Vitamin D is found in two forms in humans, D3 produced in the skin and D2 solely from the diet. Both 25-hydroxyvitamin D (25(OH)D) and 1,25-dihydroxyvitamin D (1,25(OH)D) are oxidised and inactivated by CYP24A1, a tightly regulated mitochondrial enzyme that controls serum levels of these secosteroids. The pathways of oxidation of 25(OH)D2 and 1,25(OH)D2, particularly 25(OH)D2, by human CYP24A1 are not well characterized. The aim of this study was to further elucidate these pathways, and to compare the kinetics of metabolism of 25(OH)D2 and 1,25(OH)D2 with their vitamin D3 counterparts. We used expressed and partially purified human CYP24A1 with substrates dissolved in the membrane of phospholipid vesicles, to mimic the inner mitochondrial membrane. We found that the major pathways for side chain oxidation of 25(OH)D2 and 1,25(OH)D2 were identical and that predominant intermediates of 25(OH)D2 metabolism could be converted to the corresponding intermediates in the pathway of 1,25(OH)D2 oxidation by 1α-hydroxylation by CYP27B1. The initial steps in the CYP24A1-mediated oxidation involved hydroxylation at the C24R position, and another unknown position where the alcohol was oxidised to an aldehyde. The 24R-hydroxylation was followed by hydroxylation at C26 or C28, or cleavage between C24 and C25 to produce the 24-oxo-25,26,27-trinor derivative. All of these products were further oxidised, with 24-oxo-25,26,27-trinor-1(OH)D2 giving a product tentatively identified as 24-oxo-25,26,27-trinor-1,28(OH)D2. The catalytic efficiency (k/K) of CYP24A1 for initial 25(OH)D2 hydroxylation was similar to that for 25(OH)D3, indicating that they have similar rates of inactivation at low substrate concentrations, supporting that vitamins D2 and D3 are equally effective in maintaining serum 25(OH)D concentrations. In contrast, the k/K value for 1,25(OH)D3 was almost double that for 1,25(OH)D2 indicating a lower rate of inactivation of 1,25(OH)D2 at a low substrate concentration, suggesting that it has increased metabolic stability in vivo.

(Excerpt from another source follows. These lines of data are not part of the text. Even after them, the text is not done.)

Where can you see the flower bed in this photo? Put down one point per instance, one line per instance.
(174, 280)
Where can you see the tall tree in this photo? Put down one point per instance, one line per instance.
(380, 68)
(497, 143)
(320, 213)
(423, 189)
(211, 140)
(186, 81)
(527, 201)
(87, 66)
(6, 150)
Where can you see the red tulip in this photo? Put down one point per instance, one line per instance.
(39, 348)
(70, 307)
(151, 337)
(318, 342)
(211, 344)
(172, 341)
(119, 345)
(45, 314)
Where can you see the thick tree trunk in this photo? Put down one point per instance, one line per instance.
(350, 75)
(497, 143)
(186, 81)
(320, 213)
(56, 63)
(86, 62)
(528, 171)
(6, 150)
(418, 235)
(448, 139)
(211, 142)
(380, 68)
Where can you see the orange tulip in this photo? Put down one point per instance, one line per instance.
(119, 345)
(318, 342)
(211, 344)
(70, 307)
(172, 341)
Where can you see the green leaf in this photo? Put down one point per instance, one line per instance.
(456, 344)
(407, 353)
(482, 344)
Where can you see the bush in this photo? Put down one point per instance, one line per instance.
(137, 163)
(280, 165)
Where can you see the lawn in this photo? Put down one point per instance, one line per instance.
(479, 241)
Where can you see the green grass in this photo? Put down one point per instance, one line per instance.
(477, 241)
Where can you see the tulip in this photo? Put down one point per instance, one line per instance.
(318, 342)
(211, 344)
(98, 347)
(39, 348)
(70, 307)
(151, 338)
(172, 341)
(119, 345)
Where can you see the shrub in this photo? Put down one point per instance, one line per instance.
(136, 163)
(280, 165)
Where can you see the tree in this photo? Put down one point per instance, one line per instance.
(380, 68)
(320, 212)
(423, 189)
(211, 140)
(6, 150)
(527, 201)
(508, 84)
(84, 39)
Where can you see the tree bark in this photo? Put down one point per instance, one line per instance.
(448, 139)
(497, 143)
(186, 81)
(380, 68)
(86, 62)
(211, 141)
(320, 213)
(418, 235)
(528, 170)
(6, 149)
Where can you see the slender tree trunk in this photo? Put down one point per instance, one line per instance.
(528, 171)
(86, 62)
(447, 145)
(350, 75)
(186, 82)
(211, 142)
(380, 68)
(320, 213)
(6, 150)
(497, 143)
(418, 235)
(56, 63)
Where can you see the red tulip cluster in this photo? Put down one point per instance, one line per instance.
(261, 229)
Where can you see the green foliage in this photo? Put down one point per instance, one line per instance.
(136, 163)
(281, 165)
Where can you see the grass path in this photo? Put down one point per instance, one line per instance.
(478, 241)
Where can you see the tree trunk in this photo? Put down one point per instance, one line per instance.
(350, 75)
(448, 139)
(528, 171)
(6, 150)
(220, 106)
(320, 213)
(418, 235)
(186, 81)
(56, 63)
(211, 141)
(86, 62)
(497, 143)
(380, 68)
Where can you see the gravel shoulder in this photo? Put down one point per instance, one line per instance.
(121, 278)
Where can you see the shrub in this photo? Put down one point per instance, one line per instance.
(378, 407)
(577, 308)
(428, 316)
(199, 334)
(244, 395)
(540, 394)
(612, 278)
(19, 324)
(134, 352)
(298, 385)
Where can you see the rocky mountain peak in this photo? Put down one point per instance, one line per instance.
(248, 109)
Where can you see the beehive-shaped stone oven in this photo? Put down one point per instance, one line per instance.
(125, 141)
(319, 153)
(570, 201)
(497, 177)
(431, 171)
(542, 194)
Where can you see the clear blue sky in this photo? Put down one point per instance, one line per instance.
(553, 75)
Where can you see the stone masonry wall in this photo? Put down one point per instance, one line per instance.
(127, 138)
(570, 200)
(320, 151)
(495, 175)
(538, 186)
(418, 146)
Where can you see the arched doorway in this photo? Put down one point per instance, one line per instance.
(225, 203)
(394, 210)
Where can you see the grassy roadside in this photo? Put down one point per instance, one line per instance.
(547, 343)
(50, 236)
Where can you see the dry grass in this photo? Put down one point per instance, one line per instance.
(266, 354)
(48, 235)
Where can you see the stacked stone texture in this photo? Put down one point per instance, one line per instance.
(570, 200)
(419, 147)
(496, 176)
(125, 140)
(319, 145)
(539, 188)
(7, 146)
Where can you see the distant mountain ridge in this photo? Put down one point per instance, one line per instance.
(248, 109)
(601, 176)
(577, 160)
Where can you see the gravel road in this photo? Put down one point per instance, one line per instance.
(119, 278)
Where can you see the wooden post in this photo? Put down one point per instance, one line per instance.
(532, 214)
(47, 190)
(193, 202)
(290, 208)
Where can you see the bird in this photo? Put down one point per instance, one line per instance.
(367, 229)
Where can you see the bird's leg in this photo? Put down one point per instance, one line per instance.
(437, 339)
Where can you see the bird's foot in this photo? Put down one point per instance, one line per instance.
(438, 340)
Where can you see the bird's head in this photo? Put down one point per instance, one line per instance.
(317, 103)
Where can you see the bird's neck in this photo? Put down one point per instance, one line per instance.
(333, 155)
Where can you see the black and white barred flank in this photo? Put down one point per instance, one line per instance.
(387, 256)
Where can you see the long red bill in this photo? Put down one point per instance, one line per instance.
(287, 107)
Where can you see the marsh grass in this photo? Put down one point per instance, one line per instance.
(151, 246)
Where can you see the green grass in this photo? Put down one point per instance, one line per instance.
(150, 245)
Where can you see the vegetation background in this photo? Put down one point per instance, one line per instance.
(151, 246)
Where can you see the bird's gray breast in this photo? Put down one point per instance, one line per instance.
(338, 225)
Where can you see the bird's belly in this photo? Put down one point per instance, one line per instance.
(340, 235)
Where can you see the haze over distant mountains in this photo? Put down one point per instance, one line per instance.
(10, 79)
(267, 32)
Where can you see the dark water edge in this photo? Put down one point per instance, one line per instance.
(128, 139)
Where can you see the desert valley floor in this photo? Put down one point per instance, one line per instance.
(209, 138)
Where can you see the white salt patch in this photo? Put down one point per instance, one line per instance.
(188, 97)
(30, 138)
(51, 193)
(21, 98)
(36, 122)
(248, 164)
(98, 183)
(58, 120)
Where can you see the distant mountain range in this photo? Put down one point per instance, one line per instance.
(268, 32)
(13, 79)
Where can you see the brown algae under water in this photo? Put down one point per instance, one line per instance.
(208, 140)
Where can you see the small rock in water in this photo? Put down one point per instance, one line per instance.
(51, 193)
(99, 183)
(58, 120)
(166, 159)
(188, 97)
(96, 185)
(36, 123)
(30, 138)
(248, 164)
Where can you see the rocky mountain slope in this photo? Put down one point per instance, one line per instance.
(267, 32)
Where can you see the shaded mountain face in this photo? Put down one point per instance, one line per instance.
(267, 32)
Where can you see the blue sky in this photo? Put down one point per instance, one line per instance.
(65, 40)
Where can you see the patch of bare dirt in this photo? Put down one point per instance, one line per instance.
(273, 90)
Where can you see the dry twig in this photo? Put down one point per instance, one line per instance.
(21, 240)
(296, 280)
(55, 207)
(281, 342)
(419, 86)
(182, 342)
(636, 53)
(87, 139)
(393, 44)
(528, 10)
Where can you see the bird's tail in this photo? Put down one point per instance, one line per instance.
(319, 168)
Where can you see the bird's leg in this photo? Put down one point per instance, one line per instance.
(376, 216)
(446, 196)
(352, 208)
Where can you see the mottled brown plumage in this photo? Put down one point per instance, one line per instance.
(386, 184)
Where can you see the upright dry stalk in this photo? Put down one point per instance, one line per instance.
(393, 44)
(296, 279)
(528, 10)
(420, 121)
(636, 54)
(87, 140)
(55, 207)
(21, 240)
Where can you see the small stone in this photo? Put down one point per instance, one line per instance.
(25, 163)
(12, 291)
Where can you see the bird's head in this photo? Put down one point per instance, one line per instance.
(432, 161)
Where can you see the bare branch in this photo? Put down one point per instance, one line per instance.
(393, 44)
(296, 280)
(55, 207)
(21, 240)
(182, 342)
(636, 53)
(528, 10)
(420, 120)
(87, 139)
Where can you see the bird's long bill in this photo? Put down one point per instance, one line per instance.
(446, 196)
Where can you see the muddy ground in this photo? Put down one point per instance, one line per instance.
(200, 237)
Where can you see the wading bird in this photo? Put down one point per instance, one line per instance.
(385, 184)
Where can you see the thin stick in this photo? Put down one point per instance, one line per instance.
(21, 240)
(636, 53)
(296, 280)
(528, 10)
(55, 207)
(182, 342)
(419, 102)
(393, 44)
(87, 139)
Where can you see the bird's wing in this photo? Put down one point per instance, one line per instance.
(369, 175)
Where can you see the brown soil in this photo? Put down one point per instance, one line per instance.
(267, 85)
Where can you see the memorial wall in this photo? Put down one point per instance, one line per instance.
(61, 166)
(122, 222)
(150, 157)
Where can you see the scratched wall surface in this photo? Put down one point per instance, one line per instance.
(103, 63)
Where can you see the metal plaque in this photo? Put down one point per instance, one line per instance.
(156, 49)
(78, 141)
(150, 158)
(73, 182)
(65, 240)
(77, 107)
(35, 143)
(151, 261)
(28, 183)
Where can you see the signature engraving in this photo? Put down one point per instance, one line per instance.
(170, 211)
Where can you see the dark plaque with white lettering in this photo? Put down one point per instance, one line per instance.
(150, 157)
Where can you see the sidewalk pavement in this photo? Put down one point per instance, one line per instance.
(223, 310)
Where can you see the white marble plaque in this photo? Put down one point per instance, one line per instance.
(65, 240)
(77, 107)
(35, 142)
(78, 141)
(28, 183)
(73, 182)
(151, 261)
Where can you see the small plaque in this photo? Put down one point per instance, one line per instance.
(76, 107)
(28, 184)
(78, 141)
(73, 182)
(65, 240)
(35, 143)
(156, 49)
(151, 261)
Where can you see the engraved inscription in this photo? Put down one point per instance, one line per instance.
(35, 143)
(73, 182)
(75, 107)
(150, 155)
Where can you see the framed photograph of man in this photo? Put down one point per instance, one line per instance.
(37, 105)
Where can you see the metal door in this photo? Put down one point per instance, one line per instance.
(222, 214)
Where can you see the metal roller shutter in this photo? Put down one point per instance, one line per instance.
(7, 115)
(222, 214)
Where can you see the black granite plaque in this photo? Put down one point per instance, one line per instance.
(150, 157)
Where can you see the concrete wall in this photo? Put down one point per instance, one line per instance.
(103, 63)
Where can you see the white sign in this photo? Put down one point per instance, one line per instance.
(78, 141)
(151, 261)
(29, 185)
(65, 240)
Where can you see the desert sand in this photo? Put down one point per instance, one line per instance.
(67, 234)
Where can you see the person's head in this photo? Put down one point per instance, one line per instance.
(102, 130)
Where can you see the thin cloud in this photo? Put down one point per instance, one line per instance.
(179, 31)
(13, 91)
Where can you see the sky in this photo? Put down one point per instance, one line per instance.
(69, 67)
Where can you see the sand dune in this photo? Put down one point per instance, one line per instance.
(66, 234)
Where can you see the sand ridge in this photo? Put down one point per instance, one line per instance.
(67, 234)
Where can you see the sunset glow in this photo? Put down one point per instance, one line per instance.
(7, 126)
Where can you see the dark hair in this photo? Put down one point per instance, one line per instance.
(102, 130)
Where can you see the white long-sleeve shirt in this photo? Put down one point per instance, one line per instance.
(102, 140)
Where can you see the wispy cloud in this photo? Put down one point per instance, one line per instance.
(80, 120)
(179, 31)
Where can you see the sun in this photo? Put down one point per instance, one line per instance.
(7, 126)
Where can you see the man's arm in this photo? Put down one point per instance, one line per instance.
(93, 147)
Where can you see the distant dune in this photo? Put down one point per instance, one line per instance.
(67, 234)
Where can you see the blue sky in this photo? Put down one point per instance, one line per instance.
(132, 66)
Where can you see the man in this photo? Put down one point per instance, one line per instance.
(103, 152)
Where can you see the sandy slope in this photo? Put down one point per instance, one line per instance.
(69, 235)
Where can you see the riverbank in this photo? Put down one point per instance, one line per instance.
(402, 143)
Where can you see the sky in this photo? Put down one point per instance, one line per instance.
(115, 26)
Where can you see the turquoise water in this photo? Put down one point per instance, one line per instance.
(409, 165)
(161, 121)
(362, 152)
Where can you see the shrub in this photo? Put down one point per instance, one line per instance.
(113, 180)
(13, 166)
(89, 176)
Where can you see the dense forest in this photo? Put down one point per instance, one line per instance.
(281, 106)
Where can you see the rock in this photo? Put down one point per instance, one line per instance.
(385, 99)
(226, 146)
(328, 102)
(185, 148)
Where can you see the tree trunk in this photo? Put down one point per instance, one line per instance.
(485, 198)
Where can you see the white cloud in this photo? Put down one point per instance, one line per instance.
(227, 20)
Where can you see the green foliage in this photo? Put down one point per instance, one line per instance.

维生素 D 在人体内有两种形式,D3 由皮肤产生,D2 仅来自饮食。25-羟维生素 D(25(OH)D)和 1,25-二羟维生素 D(1,25(OH)D)都被 CYP24A1 氧化失活,CYP24A1 是一种受严格调控的线粒体酶,控制这些甾体激素的血清水平。人 CYP24A1 对 25(OH)D2 和 1,25(OH)D2 的氧化途径,特别是 25(OH)D2 的氧化途径,尚未得到很好的描述。本研究的目的是进一步阐明这些途径,并比较 25(OH)D2 和 1,25(OH)D2 与它们的维生素 D3 对应物的代谢动力学。我们使用表达和部分纯化的人 CYP24A1 与溶解在磷脂囊泡膜中的底物一起使用,以模拟线粒体内膜。我们发现 25(OH)D2 和 1,25(OH)D2 侧链氧化的主要途径是相同的,并且 25(OH)D2 代谢的主要中间产物可以通过 CYP27B1 的 1α-羟化转化为 1,25(OH)D2 氧化途径中的相应中间产物。CYP24A1 介导的氧化的初始步骤涉及 C24R 位置的羟化,以及另一个未知位置,其中醇被氧化为醛。24R-羟化后,C26 或 C28 羟化,或 C24 和 C25 之间裂解,生成 24-氧代-25,26,27-三降衍生物。所有这些产物都进一步氧化,24-氧代-25,26,27-三降-1(OH)D2 生成的产物暂定鉴定为 24-氧代-25,26,27-三降-1,28(OH)D2。CYP24A1 对初始 25(OH)D2 羟化的催化效率(k/K)与 25(OH)D3 相似,表明它们在低底物浓度下失活的速度相似,这支持维生素 D2 和 D3 在维持血清 25(OH)D 浓度方面同样有效。相比之下,1,25(OH)D3 的 k/K 值几乎是 1,25(OH)D2 的两倍,表明 1,25(OH)D2 在低底物浓度下失活的速度较低,这表明它在体内具有增加的代谢稳定性。